Простой булыжник мостовой сменился мозаикой, и Эрей поднял голову, щурясь на белизну куполов Храма Единого. Без особого энтузиазма и почтения осмотрев переплетение башенок, арок и колонн, маг тронул лоб и пробормотал краткую молитву Князю. Темные не понимали архитектуры Светлых: в мире много прекрасных гор – истинных храмов Единого, таящих в недрах и камни, и руды; зачем нагромождать нелепицы, норовящие затмить Небеса? Воин, спящий в его душе, был солидарен с магом и великолепию большого Храма предпочитал строгость часовни в забытой всеми цитадели.
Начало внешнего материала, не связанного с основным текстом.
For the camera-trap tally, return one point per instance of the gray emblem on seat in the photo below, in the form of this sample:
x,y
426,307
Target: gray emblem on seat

Уверенным четким шагом Эрей пересек площадь и замер перед выложенной белым мрамором чертой. Светлый круг, защита от непрошеной нечисти. Маг кивнул и преклонил колено у круга, исподлобья оглядывая окрестности. Коснулся чернеными ногтями едва заметных выбоин в мозаичной кладке, всмотрелся пристальней, щуря раздраженные солнцем глаза.
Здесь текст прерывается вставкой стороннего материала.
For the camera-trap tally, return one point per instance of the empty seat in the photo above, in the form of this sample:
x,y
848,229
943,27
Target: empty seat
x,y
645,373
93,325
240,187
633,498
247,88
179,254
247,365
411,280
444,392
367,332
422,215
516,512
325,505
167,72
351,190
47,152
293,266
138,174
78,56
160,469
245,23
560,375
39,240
Неистертые яркие пятна выдавали следы давних молний – сгустков освобожденной энергии кремния, восстановленный узор местами не совпадал, но требовался особый взгляд, чтобы поймать эту разницу. Память, хваленая ублюдочная память, начала обратный отсчет, выхватывая из прошлого секунды, растягивая их, разминая, лепя фигурки и расставляя по площади. Здесь лежало тело несчастной, за миг до смерти пришедшей в себя Сэнни. Он, Эрей Темный, стоял над демоницей и смотрел сверху вниз, не понимая, отказываясь понимать, что убил ее, убил насовсем, в последний раз. Убил! Что-то кричал обезумевший Рад, узнавший, наконец, фаворитку; выл над матерью пятилетний мальчишка, и невольный убийца едва выдерживал его полный отчаянной ненависти взгляд, понимал, что должен убить и мальца, – и не смел поднять руку с ритуальным ножом.